Open Access

The challenge of measuring circulating estradiol at low concentrations

Breast Cancer Research20057:45

https://doi.org/10.1186/bcr987

Published: 12 January 2005

Abstract

Demand for measuring estradiol at low concentrations is increasing, and the widely used 'direct' radioimmunoassays that do not require a preliminary organic purification step may be inadequate in patient care because of their limited accuracy. In observational epidemiology, however, the main concern is to obtain a correct ranking of individuals' hormone concentration relative to the true level (as determined through a 'gold standard'). Despite differences in the absolute scale of measured and true concentrations, correct ranking will permit calculation of unbiased estimates of hormone–disease associations. In prospective studies, the major concerns are the limited volume of often irreplaceable specimens and the need to perform a large number of assays within a reasonable period of time. Organic purification is often not feasible because of sample volume requirements and logistic difficulties, and so the development of accurate, rapid and inexpensive methods to measure sex steroids at low concentrations would represent a valuable new research tool for both clinicians and epidemiologists.

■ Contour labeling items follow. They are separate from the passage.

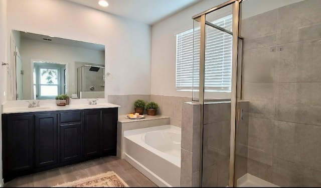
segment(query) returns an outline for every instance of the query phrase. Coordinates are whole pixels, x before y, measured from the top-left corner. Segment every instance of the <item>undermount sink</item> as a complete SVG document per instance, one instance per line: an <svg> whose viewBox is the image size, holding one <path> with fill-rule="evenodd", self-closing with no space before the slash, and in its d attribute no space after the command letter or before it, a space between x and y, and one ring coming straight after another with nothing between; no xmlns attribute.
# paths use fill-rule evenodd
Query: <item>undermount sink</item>
<svg viewBox="0 0 321 188"><path fill-rule="evenodd" d="M50 109L50 107L12 107L12 108L10 108L10 109L16 109L17 110L45 110L45 109Z"/></svg>
<svg viewBox="0 0 321 188"><path fill-rule="evenodd" d="M103 105L103 104L97 104L97 105L85 105L85 107L96 107L96 106L99 106L99 107L105 107L106 105Z"/></svg>
<svg viewBox="0 0 321 188"><path fill-rule="evenodd" d="M39 109L39 110L45 110L45 109L50 109L50 108L49 107L31 107L31 108L28 108L28 109Z"/></svg>

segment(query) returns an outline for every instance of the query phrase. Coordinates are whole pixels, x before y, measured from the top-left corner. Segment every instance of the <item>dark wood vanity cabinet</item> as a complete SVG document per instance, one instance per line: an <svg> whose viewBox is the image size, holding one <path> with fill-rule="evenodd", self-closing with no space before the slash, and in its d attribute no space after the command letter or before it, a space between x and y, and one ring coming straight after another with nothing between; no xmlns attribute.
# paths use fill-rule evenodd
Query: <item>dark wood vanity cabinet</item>
<svg viewBox="0 0 321 188"><path fill-rule="evenodd" d="M83 117L84 157L97 157L101 153L101 111L85 111Z"/></svg>
<svg viewBox="0 0 321 188"><path fill-rule="evenodd" d="M5 116L2 125L4 173L19 174L33 168L34 116Z"/></svg>
<svg viewBox="0 0 321 188"><path fill-rule="evenodd" d="M111 108L101 111L101 153L104 156L116 155L117 147L115 146L117 145L117 109Z"/></svg>
<svg viewBox="0 0 321 188"><path fill-rule="evenodd" d="M35 115L34 120L36 167L58 164L57 114Z"/></svg>
<svg viewBox="0 0 321 188"><path fill-rule="evenodd" d="M82 111L60 112L59 116L60 161L61 163L81 161Z"/></svg>
<svg viewBox="0 0 321 188"><path fill-rule="evenodd" d="M117 109L84 111L83 118L84 157L116 156Z"/></svg>
<svg viewBox="0 0 321 188"><path fill-rule="evenodd" d="M118 108L2 115L3 177L116 155Z"/></svg>

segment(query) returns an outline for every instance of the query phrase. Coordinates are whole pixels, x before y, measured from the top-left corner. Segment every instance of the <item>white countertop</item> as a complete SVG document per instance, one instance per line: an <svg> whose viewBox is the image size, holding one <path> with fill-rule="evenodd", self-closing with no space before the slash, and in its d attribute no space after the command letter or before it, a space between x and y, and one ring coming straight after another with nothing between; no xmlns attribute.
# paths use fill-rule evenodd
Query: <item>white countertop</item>
<svg viewBox="0 0 321 188"><path fill-rule="evenodd" d="M52 102L51 101L53 101L54 102ZM120 107L119 105L106 103L104 101L103 101L103 103L101 103L98 102L97 105L89 105L88 103L85 103L87 102L87 101L83 101L84 103L83 104L79 102L74 103L75 104L73 104L73 103L71 102L70 105L67 105L65 106L59 106L54 102L55 101L55 100L51 101L46 100L46 102L45 102L44 101L40 100L40 107L32 108L28 107L28 103L26 103L26 102L28 101L7 101L6 103L2 106L2 114ZM20 105L19 105L19 103L20 103Z"/></svg>

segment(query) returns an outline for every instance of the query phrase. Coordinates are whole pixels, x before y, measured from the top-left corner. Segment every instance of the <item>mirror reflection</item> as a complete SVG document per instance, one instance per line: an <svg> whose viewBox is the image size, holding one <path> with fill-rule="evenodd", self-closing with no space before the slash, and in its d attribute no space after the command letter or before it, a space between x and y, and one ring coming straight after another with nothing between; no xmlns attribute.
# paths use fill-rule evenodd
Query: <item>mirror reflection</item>
<svg viewBox="0 0 321 188"><path fill-rule="evenodd" d="M13 100L103 98L105 46L13 30Z"/></svg>

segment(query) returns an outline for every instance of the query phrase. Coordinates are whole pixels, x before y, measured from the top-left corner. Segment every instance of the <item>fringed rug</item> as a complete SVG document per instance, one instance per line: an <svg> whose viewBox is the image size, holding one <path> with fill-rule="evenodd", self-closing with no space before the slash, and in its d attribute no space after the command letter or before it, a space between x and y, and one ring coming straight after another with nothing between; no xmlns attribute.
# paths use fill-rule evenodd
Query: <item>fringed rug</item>
<svg viewBox="0 0 321 188"><path fill-rule="evenodd" d="M121 187L128 185L113 171L101 173L93 176L67 182L52 186L57 187Z"/></svg>

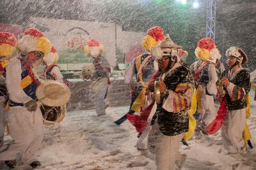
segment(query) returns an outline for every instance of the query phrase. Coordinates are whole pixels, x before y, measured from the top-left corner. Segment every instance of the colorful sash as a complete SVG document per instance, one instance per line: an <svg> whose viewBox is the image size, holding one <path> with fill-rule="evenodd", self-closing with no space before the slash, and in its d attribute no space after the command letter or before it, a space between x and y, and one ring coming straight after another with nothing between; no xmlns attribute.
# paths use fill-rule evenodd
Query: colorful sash
<svg viewBox="0 0 256 170"><path fill-rule="evenodd" d="M28 96L36 100L36 89L40 83L35 76L31 66L22 59L19 60L22 69L20 87Z"/></svg>

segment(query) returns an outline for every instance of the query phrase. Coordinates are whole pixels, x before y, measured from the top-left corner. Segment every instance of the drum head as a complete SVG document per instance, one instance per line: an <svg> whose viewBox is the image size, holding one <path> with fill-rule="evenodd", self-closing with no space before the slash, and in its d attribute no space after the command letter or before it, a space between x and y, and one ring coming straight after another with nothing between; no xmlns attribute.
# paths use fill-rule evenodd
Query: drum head
<svg viewBox="0 0 256 170"><path fill-rule="evenodd" d="M36 97L43 104L49 106L59 106L68 103L71 92L63 83L47 80L36 88Z"/></svg>
<svg viewBox="0 0 256 170"><path fill-rule="evenodd" d="M51 107L45 105L42 105L40 110L45 120L55 122L60 117L61 114L61 109L60 106Z"/></svg>

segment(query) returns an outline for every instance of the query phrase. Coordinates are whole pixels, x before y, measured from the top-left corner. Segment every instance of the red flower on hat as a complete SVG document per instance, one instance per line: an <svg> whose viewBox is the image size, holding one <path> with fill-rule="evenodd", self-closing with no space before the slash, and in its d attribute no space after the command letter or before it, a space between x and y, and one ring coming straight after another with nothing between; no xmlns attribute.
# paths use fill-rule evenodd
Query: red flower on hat
<svg viewBox="0 0 256 170"><path fill-rule="evenodd" d="M147 31L147 35L152 36L156 41L162 41L164 39L164 31L159 26L150 28Z"/></svg>
<svg viewBox="0 0 256 170"><path fill-rule="evenodd" d="M15 36L10 32L0 32L0 44L8 44L14 46L17 42Z"/></svg>
<svg viewBox="0 0 256 170"><path fill-rule="evenodd" d="M44 34L42 33L41 31L38 30L36 28L28 28L26 29L23 32L23 36L30 35L35 37L42 37L44 36Z"/></svg>
<svg viewBox="0 0 256 170"><path fill-rule="evenodd" d="M99 43L98 41L97 41L94 38L91 38L89 41L87 41L87 45L90 47L92 46L99 46L100 43Z"/></svg>
<svg viewBox="0 0 256 170"><path fill-rule="evenodd" d="M204 38L197 43L197 46L211 51L215 47L215 45L211 38Z"/></svg>
<svg viewBox="0 0 256 170"><path fill-rule="evenodd" d="M56 53L57 52L57 50L56 50L55 47L52 46L52 48L51 49L51 52L52 53Z"/></svg>

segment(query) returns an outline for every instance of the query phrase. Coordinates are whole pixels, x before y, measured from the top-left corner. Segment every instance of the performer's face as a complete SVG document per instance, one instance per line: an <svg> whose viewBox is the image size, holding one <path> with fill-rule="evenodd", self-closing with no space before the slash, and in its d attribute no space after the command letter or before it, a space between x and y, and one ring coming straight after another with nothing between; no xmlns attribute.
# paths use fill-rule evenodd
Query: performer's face
<svg viewBox="0 0 256 170"><path fill-rule="evenodd" d="M228 67L232 67L236 62L236 59L232 57L228 57Z"/></svg>
<svg viewBox="0 0 256 170"><path fill-rule="evenodd" d="M164 58L161 60L157 60L158 67L160 71L164 72L166 71L166 69L168 69L167 67L169 64L169 61L170 61L169 57L165 59Z"/></svg>

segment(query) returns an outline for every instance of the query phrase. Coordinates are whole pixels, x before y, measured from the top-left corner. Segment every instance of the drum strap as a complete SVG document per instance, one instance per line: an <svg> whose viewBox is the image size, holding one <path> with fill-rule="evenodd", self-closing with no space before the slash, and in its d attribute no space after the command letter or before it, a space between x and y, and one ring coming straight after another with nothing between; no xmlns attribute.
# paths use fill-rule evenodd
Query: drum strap
<svg viewBox="0 0 256 170"><path fill-rule="evenodd" d="M21 103L16 103L12 101L9 101L9 106L13 107L13 106L24 106L24 104Z"/></svg>

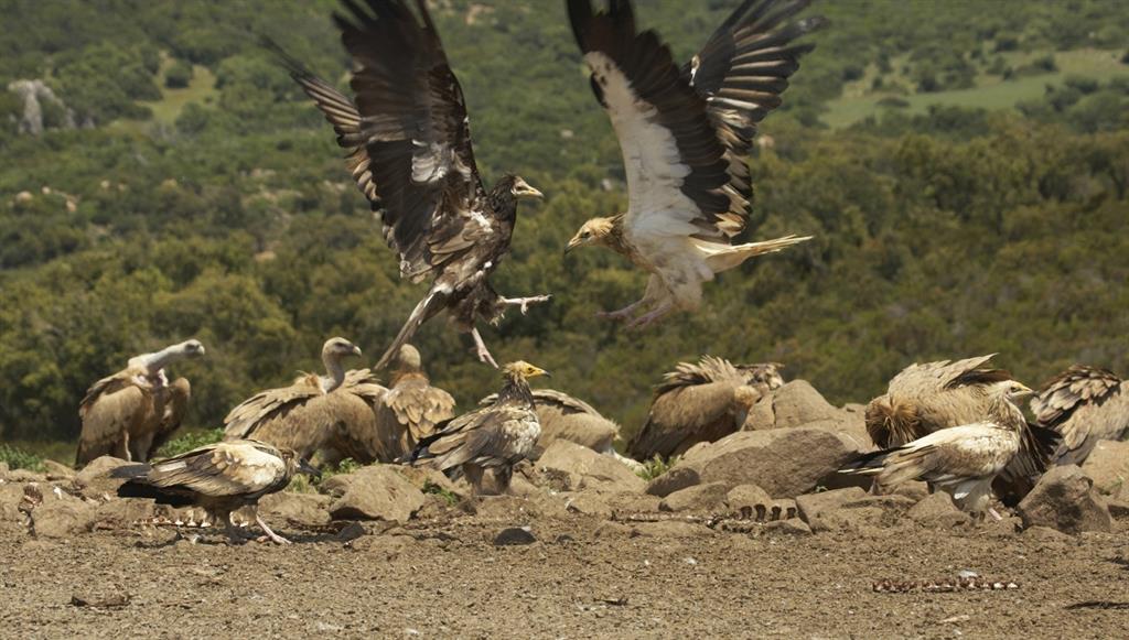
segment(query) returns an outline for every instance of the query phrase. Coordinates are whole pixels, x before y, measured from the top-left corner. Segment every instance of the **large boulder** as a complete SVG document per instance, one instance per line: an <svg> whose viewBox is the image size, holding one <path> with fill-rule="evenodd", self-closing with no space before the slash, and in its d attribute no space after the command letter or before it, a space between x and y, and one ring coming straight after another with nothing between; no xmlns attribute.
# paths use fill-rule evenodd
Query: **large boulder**
<svg viewBox="0 0 1129 640"><path fill-rule="evenodd" d="M795 498L858 453L852 438L821 428L738 431L686 451L675 468L697 471L701 482L756 484L773 498Z"/></svg>
<svg viewBox="0 0 1129 640"><path fill-rule="evenodd" d="M1094 482L1076 465L1057 466L1039 479L1019 502L1025 527L1051 527L1060 532L1111 532L1113 517Z"/></svg>
<svg viewBox="0 0 1129 640"><path fill-rule="evenodd" d="M1115 494L1129 484L1129 442L1099 440L1082 464L1082 472L1094 481L1094 489Z"/></svg>
<svg viewBox="0 0 1129 640"><path fill-rule="evenodd" d="M422 491L387 465L334 475L320 489L333 498L330 516L335 520L404 523L426 502Z"/></svg>
<svg viewBox="0 0 1129 640"><path fill-rule="evenodd" d="M641 477L615 458L568 440L549 445L536 466L542 472L567 474L572 490L641 492L646 486Z"/></svg>

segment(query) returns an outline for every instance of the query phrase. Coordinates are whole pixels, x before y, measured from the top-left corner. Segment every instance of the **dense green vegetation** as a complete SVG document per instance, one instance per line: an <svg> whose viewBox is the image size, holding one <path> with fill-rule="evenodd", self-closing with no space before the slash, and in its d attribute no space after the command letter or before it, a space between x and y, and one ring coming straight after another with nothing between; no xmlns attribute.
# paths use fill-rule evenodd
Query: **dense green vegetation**
<svg viewBox="0 0 1129 640"><path fill-rule="evenodd" d="M638 11L688 56L735 3ZM522 210L496 286L554 299L484 336L627 431L659 375L702 352L784 361L837 402L913 360L992 351L1033 383L1074 361L1129 371L1122 3L819 6L832 25L750 159L750 237L816 239L723 275L700 314L644 333L593 317L640 296L640 273L606 252L561 256L584 219L624 204L563 3L432 5L483 174L518 172L548 195ZM192 379L196 428L316 369L330 335L369 357L387 344L422 289L399 280L331 130L255 38L343 85L333 6L0 0L0 87L43 79L80 125L45 103L44 134L20 134L23 107L0 93L0 438L72 439L93 380L189 336L208 347L174 371ZM1101 72L1070 67L1086 55ZM1034 93L983 98L1032 78ZM922 102L953 91L972 97ZM837 120L849 99L873 104ZM418 343L464 407L495 391L441 321Z"/></svg>

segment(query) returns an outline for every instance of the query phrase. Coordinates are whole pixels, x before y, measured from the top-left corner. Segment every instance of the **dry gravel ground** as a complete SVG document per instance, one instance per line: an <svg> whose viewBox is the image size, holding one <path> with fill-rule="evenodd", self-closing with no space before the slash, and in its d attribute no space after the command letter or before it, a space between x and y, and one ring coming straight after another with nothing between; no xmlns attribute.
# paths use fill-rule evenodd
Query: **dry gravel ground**
<svg viewBox="0 0 1129 640"><path fill-rule="evenodd" d="M342 542L196 544L168 529L33 540L0 528L0 637L633 638L1129 634L1129 532L1008 525L791 536L545 515L496 498ZM527 524L537 542L497 547ZM287 527L280 527L287 529ZM1017 590L876 594L961 570ZM122 594L128 595L123 602ZM72 598L94 606L78 606ZM116 599L116 602L115 602Z"/></svg>

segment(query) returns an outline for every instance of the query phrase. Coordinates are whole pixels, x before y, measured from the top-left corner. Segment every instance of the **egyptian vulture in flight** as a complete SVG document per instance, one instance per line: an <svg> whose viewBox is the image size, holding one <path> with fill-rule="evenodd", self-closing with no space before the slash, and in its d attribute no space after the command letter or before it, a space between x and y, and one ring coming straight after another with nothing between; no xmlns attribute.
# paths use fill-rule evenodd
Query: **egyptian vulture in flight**
<svg viewBox="0 0 1129 640"><path fill-rule="evenodd" d="M165 368L203 354L204 345L189 340L131 358L124 369L94 383L78 409L82 432L75 464L107 455L148 461L180 428L192 392L186 378L169 383Z"/></svg>
<svg viewBox="0 0 1129 640"><path fill-rule="evenodd" d="M992 481L1022 449L1027 421L1016 403L1031 394L1015 380L1000 380L983 389L983 412L975 421L865 454L841 473L874 475L882 489L924 480L961 509L999 518L988 507Z"/></svg>
<svg viewBox="0 0 1129 640"><path fill-rule="evenodd" d="M505 298L490 286L509 252L517 201L541 192L513 174L483 186L463 90L423 0L415 1L419 16L405 0L343 5L333 19L353 59L356 103L275 50L333 125L357 186L400 257L400 275L431 280L375 369L384 369L420 325L444 310L472 335L479 359L497 367L478 323L497 322L508 305L524 314L530 304L549 299Z"/></svg>
<svg viewBox="0 0 1129 640"><path fill-rule="evenodd" d="M348 340L331 337L322 347L326 375L305 375L243 401L224 419L224 439L255 439L306 459L330 446L357 455L352 442L376 433L374 407L387 392L368 369L345 371L342 360L360 354Z"/></svg>
<svg viewBox="0 0 1129 640"><path fill-rule="evenodd" d="M900 447L934 431L984 420L1000 388L1015 380L1004 369L988 367L995 353L965 360L913 363L890 380L885 394L866 406L866 430L879 449ZM1057 436L1024 424L1019 455L996 479L1006 505L1018 503L1050 462Z"/></svg>
<svg viewBox="0 0 1129 640"><path fill-rule="evenodd" d="M745 156L756 123L780 106L799 56L813 49L793 41L824 23L791 19L807 5L745 0L680 68L655 32L638 33L629 0L597 14L590 0L568 1L593 91L623 151L628 210L585 222L566 252L605 246L650 273L641 300L603 317L638 327L694 310L717 273L811 239L733 244L749 220Z"/></svg>
<svg viewBox="0 0 1129 640"><path fill-rule="evenodd" d="M628 455L669 458L739 431L752 406L784 386L779 367L736 366L714 356L702 356L697 365L680 362L655 388L647 422L628 444Z"/></svg>
<svg viewBox="0 0 1129 640"><path fill-rule="evenodd" d="M126 465L111 472L129 479L117 489L122 498L148 498L158 505L201 507L215 524L224 524L233 542L240 532L231 524L231 511L255 508L255 523L266 538L278 544L290 541L272 532L259 516L259 499L282 491L296 473L320 475L292 449L272 447L256 440L217 442L152 465Z"/></svg>
<svg viewBox="0 0 1129 640"><path fill-rule="evenodd" d="M425 461L443 472L461 468L478 494L483 492L483 473L492 470L497 490L509 491L514 465L533 455L541 436L528 379L549 374L520 360L501 372L505 384L495 404L444 424L420 442L411 462Z"/></svg>
<svg viewBox="0 0 1129 640"><path fill-rule="evenodd" d="M1129 433L1129 388L1112 371L1075 365L1031 398L1035 422L1062 436L1054 464L1082 465L1099 440Z"/></svg>

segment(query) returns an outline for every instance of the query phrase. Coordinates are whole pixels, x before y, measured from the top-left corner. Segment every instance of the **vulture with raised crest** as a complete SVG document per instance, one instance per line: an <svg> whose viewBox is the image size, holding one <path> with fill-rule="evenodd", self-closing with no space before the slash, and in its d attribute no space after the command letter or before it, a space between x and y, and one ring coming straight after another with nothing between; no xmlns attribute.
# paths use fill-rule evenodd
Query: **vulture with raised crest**
<svg viewBox="0 0 1129 640"><path fill-rule="evenodd" d="M124 369L95 383L79 404L82 431L75 464L107 455L148 461L180 428L192 392L186 378L168 382L165 368L203 354L204 345L189 340L130 358Z"/></svg>
<svg viewBox="0 0 1129 640"><path fill-rule="evenodd" d="M1019 455L1027 420L1017 401L1032 391L1012 380L982 389L979 418L933 431L884 450L865 454L840 473L874 475L881 489L924 480L953 497L954 502L981 517L989 508L992 481Z"/></svg>
<svg viewBox="0 0 1129 640"><path fill-rule="evenodd" d="M641 300L603 317L650 324L701 304L702 283L750 257L809 237L733 244L749 221L745 157L756 124L780 106L799 56L794 41L823 25L794 20L807 0L745 0L693 59L675 64L653 30L639 33L629 0L568 0L596 99L623 151L628 210L593 218L566 252L598 245L650 273Z"/></svg>
<svg viewBox="0 0 1129 640"><path fill-rule="evenodd" d="M231 511L257 507L259 499L282 491L296 473L318 475L294 449L256 440L216 442L149 464L120 466L113 477L128 481L117 489L122 498L148 498L158 505L201 507L215 525L227 529L231 541L240 532L231 523ZM266 538L278 544L290 541L278 535L259 516L255 523Z"/></svg>
<svg viewBox="0 0 1129 640"><path fill-rule="evenodd" d="M999 388L1015 382L1004 369L988 367L995 356L913 363L893 379L886 393L866 406L866 430L879 449L908 445L934 431L983 421ZM996 493L1014 506L1047 471L1058 436L1024 423L1019 455L1010 459L994 483Z"/></svg>
<svg viewBox="0 0 1129 640"><path fill-rule="evenodd" d="M1129 389L1112 371L1075 365L1043 385L1031 412L1040 427L1062 436L1054 464L1080 466L1099 440L1129 433Z"/></svg>
<svg viewBox="0 0 1129 640"><path fill-rule="evenodd" d="M325 376L309 374L245 400L224 419L224 439L254 439L307 459L330 446L359 457L364 446L357 442L376 433L374 407L387 393L368 369L345 371L342 360L360 354L343 337L327 340L322 347Z"/></svg>
<svg viewBox="0 0 1129 640"><path fill-rule="evenodd" d="M447 312L478 357L497 367L478 323L524 314L548 296L506 298L490 274L509 252L517 202L541 192L508 174L487 190L471 147L463 90L423 0L344 1L333 19L353 59L356 102L272 45L347 150L347 165L378 212L400 274L431 288L377 362L382 370L428 319ZM366 8L367 7L367 8Z"/></svg>
<svg viewBox="0 0 1129 640"><path fill-rule="evenodd" d="M779 367L738 366L714 356L702 356L697 365L680 362L655 388L647 422L628 444L628 455L669 458L739 431L753 404L784 386Z"/></svg>
<svg viewBox="0 0 1129 640"><path fill-rule="evenodd" d="M501 374L505 384L496 403L443 424L420 441L408 462L422 461L441 472L461 470L480 494L483 474L491 470L497 490L509 491L514 465L533 455L541 437L528 379L549 372L518 360L504 366Z"/></svg>

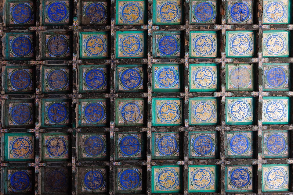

A timely commentary by Dowsett and Folkerd [1] in the January issue of this journal directs attention to the shortcomings of commonly used direct immunoassays for estradiol, which are especially problematic when the analyte's concentrations are very low [2]. Until recently, analyses of estradiol at low concentrations would have been highly unusual, given that the assays were intended mostly for assessment of reproductive function in premenopausal women. The situation has greatly changed, however. In clinical oncology the demand for low-level determinations has been fueled by the introduction and ever growing use of aromatase inhibitors. In research, this need has been stimulated by the publication of a series of prospective cohort studies [3, 4] offering consistent evidence that breast and endometrial cancer are associated with measurable, differential elevations in the extremely low circulating estrogen concentrations that are typical of older, postmenopausal women. Bearing in mind the prospect of increasing demand for measurements of estradiol and other sex steroids at low concentrations, the nature and extent of the technical difficulties connected with performing such determinations should be carefully considered and addressed.

There is no question that in clinical practice the use of rapid and inexpensive immunoassays that skip the costly and time-consuming purification step is hard to justify, given the likelihood of inaccuracies in measurements, which may in turn lead to erroneous and possibly harmful clinical decisions. If one considers the technical issues that are involved in measuring estradiol at low concentrations, including competing binding, cross-reactivity, and matrix effects, it is difficult to dispute the validity of Dowsett and Folkerd's warnings. In short, it seems unjustified and perhaps bordering on the irresponsible to base clinical decisions in patients receiving treatment with aromatase inhibitors, or tamoxifen, on estradiol assays that do not include an organic extraction step.

Although it is unquestionable that clinical practice demands high degrees of accuracy that could not be met with direct immunoassays, a distinction must be made between the requirements of patient care and those of observational epidemiologic research. Indeed, epidemiologists working in the area of endogenous hormones and cancer are keenly aware of the limitations of direct assays and have long attempted to address and clarify the problems connected with their use [57]. Key prerequisites for the selection of laboratory assays for epidemiologic studies are adequate reproducibility and accurate ranking of individuals according to long-term concentrations of the circulating compound of interest [6]. As for sex steroids, direct assays have been found to be sufficiently reproducible for use in epidemiologic research, despite the existence of considerable inter-laboratory variations [2, 6, 7]. The correlations between measurements obtained by direct and indirect radioimmunoassays and between indirect radioimmunoassays and mass spectrometry, taken as the 'gold standard', have also been reasonably high, at least when direct assays have been carefully chosen [6, 7]. In a validation study in postmenopausal women from the New York University Women's Health Study [6], only two out of the five tested direct kits for measurement of estradiol exhibited good correlations with the indirect assays.

However, the standardization of the absolute scale of assays remains problematic, and it is evident that direct assays consistently overestimate estradiol or other sex steroid concentrations. Nevertheless, what matters the most in epidemiologic research is the measurement's relative ranking, which allows the computation of reliable estimates of relative risk. The results of the Endogenous Hormones and Breast Cancer Collaborative Group study [3], which pooled together the data from nine prospective studies, offer no indication that the magnitude of the associations between concentrations of several sex steroid hormones (including estradiol) and breast cancer risk in postmenopausal women differed markedly according to the direct or extraction laboratory methods used. Although these results are reassuring, further confirmation is necessary.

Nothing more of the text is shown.